The RC-12 is a variant of the Hawker-Beechcraft King Air B200 and is one of the three electronic eavesdropping and surveillance planes that were for replacement by the joint Army-Navy Aerial Common Sensor (ACS) aircraft. With the ever greater uncertainty surrounding a successor follow-on manned aircraft, the current system is being extended with the new contract.

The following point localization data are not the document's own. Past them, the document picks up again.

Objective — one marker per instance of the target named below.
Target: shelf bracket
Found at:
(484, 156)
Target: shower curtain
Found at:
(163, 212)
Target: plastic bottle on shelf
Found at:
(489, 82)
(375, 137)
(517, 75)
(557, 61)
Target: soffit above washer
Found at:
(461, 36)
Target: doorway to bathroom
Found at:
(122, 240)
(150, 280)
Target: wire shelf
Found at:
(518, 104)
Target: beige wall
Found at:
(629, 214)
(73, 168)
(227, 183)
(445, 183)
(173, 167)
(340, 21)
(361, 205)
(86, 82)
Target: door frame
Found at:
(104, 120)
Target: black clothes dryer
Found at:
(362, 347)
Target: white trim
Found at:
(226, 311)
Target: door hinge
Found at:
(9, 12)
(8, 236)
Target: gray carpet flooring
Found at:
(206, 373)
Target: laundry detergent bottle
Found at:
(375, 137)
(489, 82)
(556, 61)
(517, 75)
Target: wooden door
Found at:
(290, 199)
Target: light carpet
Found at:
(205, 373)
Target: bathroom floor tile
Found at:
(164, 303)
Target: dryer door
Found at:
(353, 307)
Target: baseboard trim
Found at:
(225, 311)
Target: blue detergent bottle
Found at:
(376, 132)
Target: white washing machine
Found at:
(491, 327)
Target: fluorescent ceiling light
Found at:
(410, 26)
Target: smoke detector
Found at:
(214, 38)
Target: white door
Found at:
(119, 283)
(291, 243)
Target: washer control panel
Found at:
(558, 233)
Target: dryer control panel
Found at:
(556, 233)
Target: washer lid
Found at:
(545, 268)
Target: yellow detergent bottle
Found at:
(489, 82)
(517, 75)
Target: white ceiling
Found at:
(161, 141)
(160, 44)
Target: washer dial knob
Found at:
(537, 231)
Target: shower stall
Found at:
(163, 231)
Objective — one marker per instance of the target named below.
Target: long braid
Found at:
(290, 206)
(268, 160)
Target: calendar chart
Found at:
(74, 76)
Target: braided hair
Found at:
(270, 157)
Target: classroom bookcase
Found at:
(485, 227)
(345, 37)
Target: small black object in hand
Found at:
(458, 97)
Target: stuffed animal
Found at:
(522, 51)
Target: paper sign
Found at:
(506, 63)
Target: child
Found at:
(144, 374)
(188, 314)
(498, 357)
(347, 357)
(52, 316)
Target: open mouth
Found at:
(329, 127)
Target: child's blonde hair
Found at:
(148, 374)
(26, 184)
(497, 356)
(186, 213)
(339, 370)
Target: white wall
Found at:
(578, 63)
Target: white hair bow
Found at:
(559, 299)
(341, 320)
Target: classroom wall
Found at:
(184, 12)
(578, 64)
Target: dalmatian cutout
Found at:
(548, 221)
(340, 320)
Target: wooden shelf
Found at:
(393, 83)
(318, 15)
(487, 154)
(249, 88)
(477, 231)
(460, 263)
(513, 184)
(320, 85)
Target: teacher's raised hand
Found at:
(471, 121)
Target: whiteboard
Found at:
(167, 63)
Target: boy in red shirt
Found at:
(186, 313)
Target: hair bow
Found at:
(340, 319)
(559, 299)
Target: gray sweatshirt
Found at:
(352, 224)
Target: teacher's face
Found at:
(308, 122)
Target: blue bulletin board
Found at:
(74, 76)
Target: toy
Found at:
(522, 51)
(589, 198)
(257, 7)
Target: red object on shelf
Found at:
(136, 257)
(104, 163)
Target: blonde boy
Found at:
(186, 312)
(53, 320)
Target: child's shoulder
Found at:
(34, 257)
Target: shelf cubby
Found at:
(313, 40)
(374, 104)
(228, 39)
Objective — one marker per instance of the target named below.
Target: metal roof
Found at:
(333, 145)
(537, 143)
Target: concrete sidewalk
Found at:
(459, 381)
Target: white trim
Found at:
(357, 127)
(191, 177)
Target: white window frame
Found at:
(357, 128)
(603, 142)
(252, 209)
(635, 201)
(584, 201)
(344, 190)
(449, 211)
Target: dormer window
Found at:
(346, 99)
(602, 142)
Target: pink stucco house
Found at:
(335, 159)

It seems clear that the saga of ACS is ever more closely linked to that of the Navy’s P-8 and BAMS (Broad Area Maritime Surveillance program), an unmanned aircraft that is intended to help the new P-8s (the Navy states that 108 will be built; this reporter believes the number will be closer to 60; the original number was 251) in their surveillance role. On paper, 40 BAMS UAVs (down from the estimated 50 of several years ago) will help extend the ISR range of the P-8. BAMS is envisioned as being operated from land, from aboard an airborne P-8, and autonomously using onboard computing and satlinks. The current favorite being tested in this role of the PREDATOR-B (“Mariner”). BAMS is now envisioned as being based at five US Navy sites located at Hawaii, Diego Garcia, Florida, Japan and Italy. Current plans call for BAMS to be fully operational by 2013 to coincide with the first volume deliveries of the P-8A to the fleet. However, still in the running are the Gulfstream RQ-37 (the 550G bizjet) and the RQ-4A Global Hawk.

All this leads one to the conclusion that the new ACS aircraft will be unmanned. Unmanned aircraft – combat and non-combat – are coming on fast. Unmanned rotary-wing aircraft have been successfully launched and recovered from Navy carriers and are about to become operational. Unofficial word is that this technology can also manage fixed-wing carrier operations and that the main drawback in such testing is institutional resistance. The Air Force routinely flies UAVs in combat areas while being controlled by people sitting in windowless offices in the States (again despite the anguish of aircrews). The Navy’s new Littoral Combat Ship class (LCS-1) is being built with the capability of launching and recovering and directing unmanned aircraft, submersibles, and surface craft. With the Navy already well on the way to fielding a BAMS UAV as part of its Persistent Unmanned Aircraft Program, the suitability of such aircraft for use as an ACS aircraft is apparent. Technology is outstripping the ability to plan more than a year or two in advance while new manned aircraft programs typically take 10-15 years from inception to initially being fielded. In June, 2007, Boeing and Raytheon made a surprise joint entry into the BAMS contest by proposing the use of High Altitude Long Endurance (HALE) blimps to carry the latest synthetic aperture radar and other sensors for weeks or months at a time high over a battlefield or ocean station. While blimps – manned or unmanned -- are not fast or sexy, with current technology, they, too, are competitive in some tactical situations.

Look for the new ACS aircraft to be unmanned, as will an ever increasing number of other military aircraft.